Dr. Sachin added “Although the pre-operative scans showed a huge kidney, we did not expect that it would be the heaviest. It had occupied almost the entire abdomen. To put things into perspective, the kidney weighed more than two human newborn babies combined!“. The patient has recovered well and has been discharged. He is presently on dialysis and awaiting renal transplant.

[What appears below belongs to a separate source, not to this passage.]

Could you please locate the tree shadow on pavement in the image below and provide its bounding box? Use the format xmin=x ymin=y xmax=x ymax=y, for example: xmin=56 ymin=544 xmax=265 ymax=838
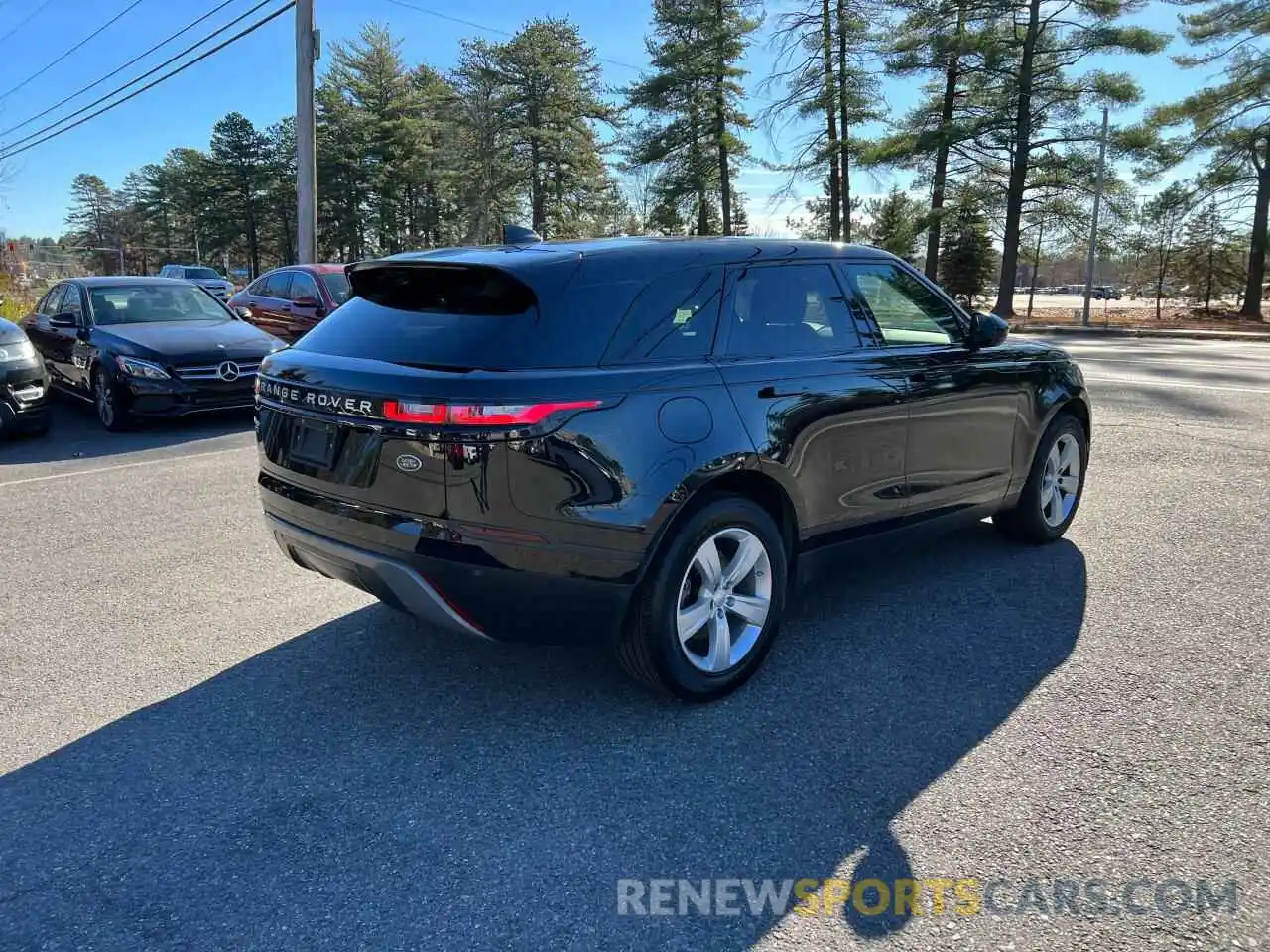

“We went through the medical literature and found two earlier reports of heavier kidneys removed, one 9 kg (USA) and the other 8.7 kg (Netherlands). To our knowledge, this is the third heaviest kidney ever to be removed” says Dr. Sachin. Currently, the Guiness World Record for the heaviest kidney removed is held by doctors from Dubai Hospital, who removed a 4.25 kg kidney in 2017 from a patient suffering from Polycystic Kidney Disease. Doctors from Sir Gang Ram Hospital are planning to apply to the Guiness World Records in future.
Autosomal dominant polycystic kidney disease (ADPKD) is an inherited genetic systemic disease occurring in 1:700 to 1:1,000 individuals. It is a common inherited disorder with 12.5 million cases worldwide. The usual course of this disease is that they usually progress to renal failure and subsequently need renal replacement therapy in the form of dialysis and renal transplant. The indication of removing kidney in such patients is either infection, bleeding, renal tumour and palliation of symptoms.